Carbon tax - just pushing more people into fuel poverty?

12 November 2012

It’s easy to be green when things are rosy in your garden. Back when the Government decided to start tackling energy emissions in 2001, everything was indeed, peachy. But it’s hard to be green when you’re in the red, and the new carbon tax- levies on CO2 emissions- will hit both commercial and domestic energy bills from next year.

However, a new report from our consumer action friends over at Consumer Focus suggests that this new policy is actually going to make things worse for millions of people, without any corresponding benefit. Sound like a typical Government policy to you?

The levies, which will add around £21 per household bills from 2013 at a time when many are struggling to pay, is set to rise to £39 by 2020. At the same time, the number of households in fuel poverty (spending more than 10% of income on energy bills) is set to rise from the massive 6 million today, to an even more colossal 9 million by just 2016.

The thrust of the report is to question where the extra cash, expected to add up to a tidy £63bn by 2027 and bringing in £2.7bn next year alone, is going to be spent. Consumer Focus think that some, if not all, should be spent on improving homes to reduce energy bills going forward. The report estimates that 90% of those in fuel poverty could be lifted out of danger through reinvestment in energy saving, generating a household bill saving of over £200 a year. The report wants to see the current ‘Green Deal’, which allows you to pay off the cost of home improvements over a number of years through energy efficiency savings, extended, with more help going to the very poorest and least energy efficient houses. The plans would also create tens of thousands of new jobs in the energy-efficiency industry, they claim.

Consumer Focus, and the report’s authors, think this is a better use of the money than investing in infrastructure or Government spending (you don’t say), but also better than reducing fuel duty or VAT. While reducing fuel duty is presumably not in line with the green agenda, reducing VAT would, presumably, help everyone, not just certain groups. But didn’t we try reducing VAT a couple of years ago, to much fanfare of it ‘boosting the economy’, only to find it had absolutely no effect on anyone, other than to annoy retailers?

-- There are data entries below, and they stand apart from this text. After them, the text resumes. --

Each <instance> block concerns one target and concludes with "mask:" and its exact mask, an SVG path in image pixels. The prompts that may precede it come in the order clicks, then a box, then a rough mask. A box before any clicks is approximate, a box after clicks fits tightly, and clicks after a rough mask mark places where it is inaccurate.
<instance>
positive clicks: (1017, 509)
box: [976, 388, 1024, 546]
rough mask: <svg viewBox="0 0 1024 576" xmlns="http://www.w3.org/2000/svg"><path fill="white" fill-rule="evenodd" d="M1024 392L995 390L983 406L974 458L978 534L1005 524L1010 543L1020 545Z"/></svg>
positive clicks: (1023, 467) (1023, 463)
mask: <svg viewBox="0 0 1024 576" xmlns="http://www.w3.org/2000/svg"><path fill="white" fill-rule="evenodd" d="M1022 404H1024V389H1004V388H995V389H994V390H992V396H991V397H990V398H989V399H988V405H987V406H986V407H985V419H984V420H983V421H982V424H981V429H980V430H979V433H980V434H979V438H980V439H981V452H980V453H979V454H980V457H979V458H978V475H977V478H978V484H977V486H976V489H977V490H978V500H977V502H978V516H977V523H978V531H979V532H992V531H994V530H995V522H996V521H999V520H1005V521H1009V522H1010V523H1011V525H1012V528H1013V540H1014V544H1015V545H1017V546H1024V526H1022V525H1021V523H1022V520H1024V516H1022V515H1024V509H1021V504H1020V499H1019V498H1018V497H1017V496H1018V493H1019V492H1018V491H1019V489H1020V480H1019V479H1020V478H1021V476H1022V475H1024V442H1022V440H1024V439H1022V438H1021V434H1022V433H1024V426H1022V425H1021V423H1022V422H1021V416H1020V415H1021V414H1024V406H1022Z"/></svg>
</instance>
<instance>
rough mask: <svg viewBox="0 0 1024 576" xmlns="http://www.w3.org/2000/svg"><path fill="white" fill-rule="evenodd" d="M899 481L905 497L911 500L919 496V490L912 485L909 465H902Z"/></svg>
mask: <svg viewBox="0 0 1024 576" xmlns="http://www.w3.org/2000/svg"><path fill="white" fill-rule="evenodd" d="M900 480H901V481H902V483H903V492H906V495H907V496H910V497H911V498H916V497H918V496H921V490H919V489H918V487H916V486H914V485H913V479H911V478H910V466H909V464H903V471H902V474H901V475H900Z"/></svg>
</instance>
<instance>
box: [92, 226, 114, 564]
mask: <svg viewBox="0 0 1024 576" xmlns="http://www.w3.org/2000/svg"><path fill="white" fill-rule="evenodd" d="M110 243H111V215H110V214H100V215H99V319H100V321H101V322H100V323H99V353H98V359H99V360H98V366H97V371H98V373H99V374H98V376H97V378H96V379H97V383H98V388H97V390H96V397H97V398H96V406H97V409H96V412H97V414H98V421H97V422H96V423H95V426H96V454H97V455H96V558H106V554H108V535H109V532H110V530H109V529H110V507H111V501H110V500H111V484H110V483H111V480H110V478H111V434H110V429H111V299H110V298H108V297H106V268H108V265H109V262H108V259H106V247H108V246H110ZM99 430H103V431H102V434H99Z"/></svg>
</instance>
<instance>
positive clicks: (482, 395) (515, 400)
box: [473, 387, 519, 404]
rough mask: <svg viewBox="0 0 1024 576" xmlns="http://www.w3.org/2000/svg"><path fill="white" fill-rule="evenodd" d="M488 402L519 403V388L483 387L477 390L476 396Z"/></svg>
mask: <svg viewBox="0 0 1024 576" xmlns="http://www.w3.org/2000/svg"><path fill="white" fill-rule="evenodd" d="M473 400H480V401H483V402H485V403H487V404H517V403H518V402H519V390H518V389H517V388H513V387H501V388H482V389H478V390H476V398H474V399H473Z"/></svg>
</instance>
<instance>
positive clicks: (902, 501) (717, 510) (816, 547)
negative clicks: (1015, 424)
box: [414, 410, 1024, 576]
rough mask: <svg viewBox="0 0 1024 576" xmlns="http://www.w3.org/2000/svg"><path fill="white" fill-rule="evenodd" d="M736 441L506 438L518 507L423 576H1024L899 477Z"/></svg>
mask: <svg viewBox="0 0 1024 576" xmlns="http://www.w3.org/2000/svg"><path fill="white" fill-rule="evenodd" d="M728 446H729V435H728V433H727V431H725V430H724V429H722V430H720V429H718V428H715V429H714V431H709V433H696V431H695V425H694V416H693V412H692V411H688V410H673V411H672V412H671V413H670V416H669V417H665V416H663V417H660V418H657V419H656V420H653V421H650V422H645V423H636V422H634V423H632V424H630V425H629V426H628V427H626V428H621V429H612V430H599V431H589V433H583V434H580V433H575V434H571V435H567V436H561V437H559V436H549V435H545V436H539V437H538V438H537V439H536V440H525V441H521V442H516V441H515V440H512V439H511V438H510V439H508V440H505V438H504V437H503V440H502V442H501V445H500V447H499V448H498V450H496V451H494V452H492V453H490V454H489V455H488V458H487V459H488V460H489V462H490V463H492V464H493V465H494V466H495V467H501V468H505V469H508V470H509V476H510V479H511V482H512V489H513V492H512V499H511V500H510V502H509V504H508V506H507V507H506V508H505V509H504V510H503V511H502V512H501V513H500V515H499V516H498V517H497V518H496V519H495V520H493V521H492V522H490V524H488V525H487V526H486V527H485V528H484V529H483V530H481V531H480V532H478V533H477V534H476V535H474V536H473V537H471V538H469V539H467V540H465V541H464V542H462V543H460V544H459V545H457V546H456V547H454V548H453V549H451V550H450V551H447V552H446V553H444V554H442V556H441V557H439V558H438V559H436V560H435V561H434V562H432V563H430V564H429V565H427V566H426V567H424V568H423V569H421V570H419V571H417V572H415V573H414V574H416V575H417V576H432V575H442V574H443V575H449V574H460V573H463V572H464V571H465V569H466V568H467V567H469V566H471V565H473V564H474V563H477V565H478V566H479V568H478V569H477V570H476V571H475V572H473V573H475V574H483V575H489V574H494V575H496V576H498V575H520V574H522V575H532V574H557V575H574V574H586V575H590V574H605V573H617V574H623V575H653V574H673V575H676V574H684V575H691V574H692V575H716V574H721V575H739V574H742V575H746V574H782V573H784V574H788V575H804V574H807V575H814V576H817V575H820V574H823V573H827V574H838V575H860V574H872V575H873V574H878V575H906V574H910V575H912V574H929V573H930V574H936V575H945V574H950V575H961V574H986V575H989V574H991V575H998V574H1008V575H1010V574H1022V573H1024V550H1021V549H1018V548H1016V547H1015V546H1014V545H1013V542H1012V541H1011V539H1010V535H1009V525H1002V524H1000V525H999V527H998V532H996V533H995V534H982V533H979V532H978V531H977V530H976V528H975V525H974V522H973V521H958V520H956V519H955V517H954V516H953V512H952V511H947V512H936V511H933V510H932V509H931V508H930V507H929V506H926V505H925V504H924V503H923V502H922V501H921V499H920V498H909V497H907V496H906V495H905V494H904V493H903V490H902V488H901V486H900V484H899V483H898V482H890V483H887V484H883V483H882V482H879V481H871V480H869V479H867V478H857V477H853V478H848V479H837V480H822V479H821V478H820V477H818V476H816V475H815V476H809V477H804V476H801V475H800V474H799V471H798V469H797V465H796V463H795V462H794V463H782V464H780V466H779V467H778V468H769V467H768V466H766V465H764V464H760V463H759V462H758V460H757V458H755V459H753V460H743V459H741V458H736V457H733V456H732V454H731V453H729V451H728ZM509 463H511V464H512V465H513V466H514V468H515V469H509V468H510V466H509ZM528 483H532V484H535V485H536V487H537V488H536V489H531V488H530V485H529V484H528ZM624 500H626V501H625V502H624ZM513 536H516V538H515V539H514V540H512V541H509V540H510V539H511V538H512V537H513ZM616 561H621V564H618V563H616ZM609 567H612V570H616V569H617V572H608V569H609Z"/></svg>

Either way, the carbon tax levy is coming to a gas bill near you- we’ll just have to hope the Government does something sensible with your money…


  • foxes
    So if I spend more than 10% of my income on something then it's poverty? Could I be in gambling poverty, for example? Lots of us are in tax poverty, mortgage poverty etc.
  • Mykeff
    @foxes Don't be ridiculous. You chose to buy a house. Don't conflate luxury with necessity. Perhaps you'd like to class your Waitrose outgoings as poverty-inducing. I'm sure those struggling to heat themselves this winter will be worrying about your tax burden,
  • Milky
    @ Mykeff So owning a house is now a luxury rather than necessity? Everyone should be able to own their own house, its just far too expensive in this messed up country.
  • Mykeff
    @milky Yes, ultimately it is a luxury. I agree about the cost, precisely because home ownership is seen as a means to accrue money. Buying rather than renting may be preferable, but it's the shelter that counts as a necessity, along with food and warmth.
  • Andrew
    "Posted by Milky • November 12, 2012 at 2:48 pm @ Mykeff So owning a house is now a luxury rather than necessity? Everyone should be able to own their own house, its just far too expensive in this messed up country." Yes, owning some bricks and mortar worth hundreds of thousands of pounds which accrues obscene amounts in value because of messed up planning laws, is in fact a luxury. Not to be confused with having a roof over one's head.